The UK Government’s Department of Energy and Climate Change conducted an impact assessment of the early closure of the renewables obligation that estimated that the UK could lose a reduction in additional source emissions of up to 63 megatonnes. To put that in context, that is the equivalent of more than a year’s worth of Scotland’s entire emissions level.

In Scotland, we have made it clear that our ambition is to create a low-carbon energy future while keeping the lights on and keeping consumer bills low but, if we are to achieve those three aims in the absence of subsidies, we will need a mechanism to stabilise the market and ensure investment in our more cost-effective low-carbon technologies.

9 June 2016

(S5O-00021) Transport Infrastructure (North Aberdeenshire)

Question: To ask the Scottish Government what investment plans it has for transport infrastructure in north Aberdeenshire. (S5O-00021)

The Minister for Transport and the Islands (Humza Yousaf): The completion of the Aberdeen western peripheral route Balmedie to Tipperty project will provide a dual carriageway link to Ellon and bring significant travel benefits to communities and businesses north of Aberdeen. Construction work is well under way on that £745 million project, which is estimated to bring 14,000 jobs and £6 billion of benefits to the north-east over the next 30 years. We are also making a number of improvements to the Aberdeen to Inverness rail line and have given a clear commitment to dual the A96, which will mean delivery of approximately 86 miles of upgraded road between Inverness and Aberdeen by 2030.

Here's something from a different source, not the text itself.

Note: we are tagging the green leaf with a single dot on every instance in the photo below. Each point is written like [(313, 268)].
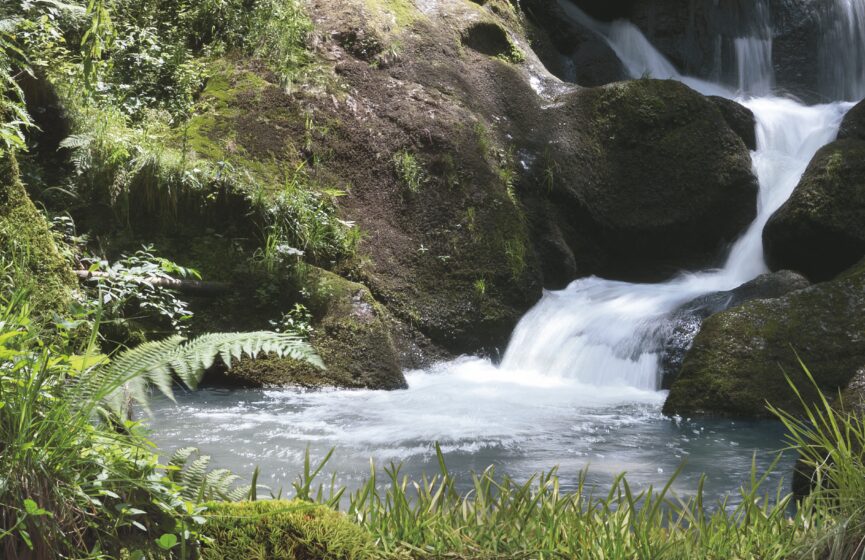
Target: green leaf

Stewart Stevenson (Banffshire and Buchan Coast) (SNP): I very much welcome the work that is being done on the AWPR and the dualling of the road between Balmedie and Tipperty. In light of the importance of travel times to business and commuters, can the minister enlighten us on the specific benefit to travel times of the investments that the Government has made?

Humza Yousaf
: Of course, that is a key benefit of the work that we are doing on the AWPR, which will cut journey times across Aberdeen by up to half at peak times and will provide much improved journey times—as well as improved reliability and facility—for public transport on local roads. The AWPR Balmedie to Tipperty project forms a core part of our commitment to improving transport in the north and the north-east.

Alongside that project is the Inveramsay bridge on the A96, which the member will know well and the improvements to the Haudagain roundabout that I mentioned earlier, as well as the proposals to dual the A96 between Aberdeen and Inverness. Taken with all the other projects that we are doing in the area, those projects will ensure that all Scotland’s cities are connected by a high-quality transport system that will generate economic growth.